Né è emerso un possibile movente che abbia potuto animare l’imputato nel concorrere all’omicidio dello zio non essendo stato dimostrato un interesse confliggente con quello del barone o comprovata l’esistenza di cointeressenze con l’altro imputato Teodoro Mazzaferro.
Il dibattimento, grazie anche al costante e scrupoloso lavoro della difesa rappresentata dall’avvocato Antonino Napoli, ha demolito l’intero impianto accusatorio che era stato eretto a carico di Berdj Domenico Muso evidenziandone l’assoluta infondatezza.

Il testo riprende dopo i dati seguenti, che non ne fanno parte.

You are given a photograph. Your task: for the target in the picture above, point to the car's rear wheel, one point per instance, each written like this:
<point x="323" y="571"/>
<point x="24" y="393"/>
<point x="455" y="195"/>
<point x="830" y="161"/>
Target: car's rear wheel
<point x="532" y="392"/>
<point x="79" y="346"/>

Già gli operatori del RIS di Messina avevano sensibilmente attenuato la portata indiziaria dell’esame stub spiegando come l’esito positivo denotato dai prelievi eseguiti sull’imputato risultava essere verosimilmente la conseguenza della contaminazione dell’imputato dovuta all’entrata in contatto dello stesso con le particelle in sospensione (“nuvola GSR”) sprigionatesi dall’esplosione di due colpi d’arma da fuoco nello studio del Livio Musco, quando insieme allo zio Giuseppe si erano prodigati nel soccorrere il barone sdraiandolo a terra secondo le indicazioni che gli erano state fornite dal centralino del 118 chiamato dallo stesso imputato.

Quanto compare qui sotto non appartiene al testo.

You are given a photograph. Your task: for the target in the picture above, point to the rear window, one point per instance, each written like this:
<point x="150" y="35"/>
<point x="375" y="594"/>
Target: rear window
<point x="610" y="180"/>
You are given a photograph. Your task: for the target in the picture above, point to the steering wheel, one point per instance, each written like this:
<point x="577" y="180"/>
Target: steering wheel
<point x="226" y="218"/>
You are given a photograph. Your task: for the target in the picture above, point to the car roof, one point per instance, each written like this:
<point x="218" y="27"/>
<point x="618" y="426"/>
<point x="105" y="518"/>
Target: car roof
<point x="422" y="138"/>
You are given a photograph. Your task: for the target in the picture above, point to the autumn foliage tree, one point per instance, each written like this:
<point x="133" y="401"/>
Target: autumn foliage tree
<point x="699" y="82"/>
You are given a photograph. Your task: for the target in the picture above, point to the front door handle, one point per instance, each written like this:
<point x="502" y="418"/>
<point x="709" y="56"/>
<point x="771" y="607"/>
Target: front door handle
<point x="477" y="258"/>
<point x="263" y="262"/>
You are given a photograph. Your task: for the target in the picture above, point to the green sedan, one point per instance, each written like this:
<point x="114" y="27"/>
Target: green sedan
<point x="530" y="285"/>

Fenomeno, quello della sospensione delle particelle da sparo che, secondo un recente studio della BKA tedesca può durare anche oltre tre ore dopo lo sparo.
Ciò posto, il consulente della difesa, Felice Nunziata, precisava che proprio l’esiguo numero delle particelle da sparo rinvenute nelle narici e nelle orecchie dell’imputato rappresentava, invece, la prova del fatto che certamente Berdj Musco non si trovava nello studio del palazzo al momento dell’esplosione dei due colpi d’arma da fuoco che avevano attinto il barone giacché le particelle GSR generatisi all’esito del deflagrare dei colpi e che certamente avrebbe inalato l’imputato o si sarebbero depositate nelle orecchie o nelle narici dello stesso sarebbero dovute essere presenti in quantità molto più elevate rispetto al dato emergente dall’esame stub.

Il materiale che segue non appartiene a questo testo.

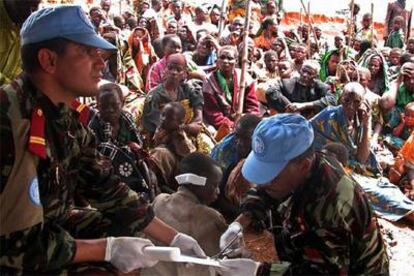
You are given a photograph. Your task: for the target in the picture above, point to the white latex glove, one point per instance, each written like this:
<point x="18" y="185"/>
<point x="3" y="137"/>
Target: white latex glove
<point x="239" y="267"/>
<point x="188" y="245"/>
<point x="234" y="229"/>
<point x="126" y="253"/>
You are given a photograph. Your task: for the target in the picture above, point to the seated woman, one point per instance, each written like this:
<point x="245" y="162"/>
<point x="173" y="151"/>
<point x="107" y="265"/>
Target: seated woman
<point x="188" y="211"/>
<point x="349" y="124"/>
<point x="205" y="54"/>
<point x="173" y="89"/>
<point x="221" y="91"/>
<point x="118" y="139"/>
<point x="266" y="34"/>
<point x="142" y="52"/>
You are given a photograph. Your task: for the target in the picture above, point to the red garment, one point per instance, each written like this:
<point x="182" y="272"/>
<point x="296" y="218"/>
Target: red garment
<point x="217" y="110"/>
<point x="155" y="74"/>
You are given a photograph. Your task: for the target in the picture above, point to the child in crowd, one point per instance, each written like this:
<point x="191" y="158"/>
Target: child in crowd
<point x="396" y="37"/>
<point x="170" y="133"/>
<point x="187" y="210"/>
<point x="118" y="139"/>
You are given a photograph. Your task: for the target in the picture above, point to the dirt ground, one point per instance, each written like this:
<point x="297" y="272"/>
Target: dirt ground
<point x="398" y="236"/>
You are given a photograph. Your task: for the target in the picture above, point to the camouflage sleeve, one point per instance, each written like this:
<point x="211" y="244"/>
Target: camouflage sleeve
<point x="105" y="192"/>
<point x="43" y="247"/>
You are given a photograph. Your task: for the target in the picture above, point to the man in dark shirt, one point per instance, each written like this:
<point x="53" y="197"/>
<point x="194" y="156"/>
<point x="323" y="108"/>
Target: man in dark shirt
<point x="304" y="94"/>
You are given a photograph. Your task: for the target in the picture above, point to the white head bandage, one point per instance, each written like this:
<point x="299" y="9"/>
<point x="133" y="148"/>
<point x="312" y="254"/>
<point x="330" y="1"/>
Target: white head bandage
<point x="190" y="178"/>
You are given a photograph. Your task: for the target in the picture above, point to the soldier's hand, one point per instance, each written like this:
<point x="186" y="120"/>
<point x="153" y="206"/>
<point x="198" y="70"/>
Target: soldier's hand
<point x="232" y="237"/>
<point x="241" y="267"/>
<point x="127" y="254"/>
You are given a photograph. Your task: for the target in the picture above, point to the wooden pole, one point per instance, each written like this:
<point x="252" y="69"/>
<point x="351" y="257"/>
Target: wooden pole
<point x="310" y="24"/>
<point x="245" y="51"/>
<point x="351" y="24"/>
<point x="410" y="17"/>
<point x="308" y="42"/>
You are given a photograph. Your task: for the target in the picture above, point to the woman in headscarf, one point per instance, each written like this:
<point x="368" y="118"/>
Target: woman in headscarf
<point x="266" y="34"/>
<point x="349" y="124"/>
<point x="377" y="65"/>
<point x="141" y="50"/>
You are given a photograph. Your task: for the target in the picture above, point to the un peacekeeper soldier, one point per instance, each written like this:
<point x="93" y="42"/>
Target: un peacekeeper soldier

Avino, consulente informatico del Pm, nell’ambito del controesame svolto all’avvocato Napoli, precisava – anche - come risultava riscontrato tecnicamente il dato secondo il quale l’imputato dalle ore 18:57:55 alle ore 19:03:49, lasso temporale nell’arco del quel si colloca l’omicidio, si trovava intento a giocare al computer giacché lo stesso risultava esser stato spento manualmente non essendo stato impostato per andare autonomamente in modalità save/sleep.
All’esito della requisitoria, all’udienza del 10 febbraio del 2022, il Pm Vincenzo Lanni formulava richiesta di assoluzione, mentre all’udienza dell’8 aprile successivo le parti civili, rappresentate dagli avvocati Antonino Aloi e Federico Federico, concludevano chiedendo la condanna dell’imputato.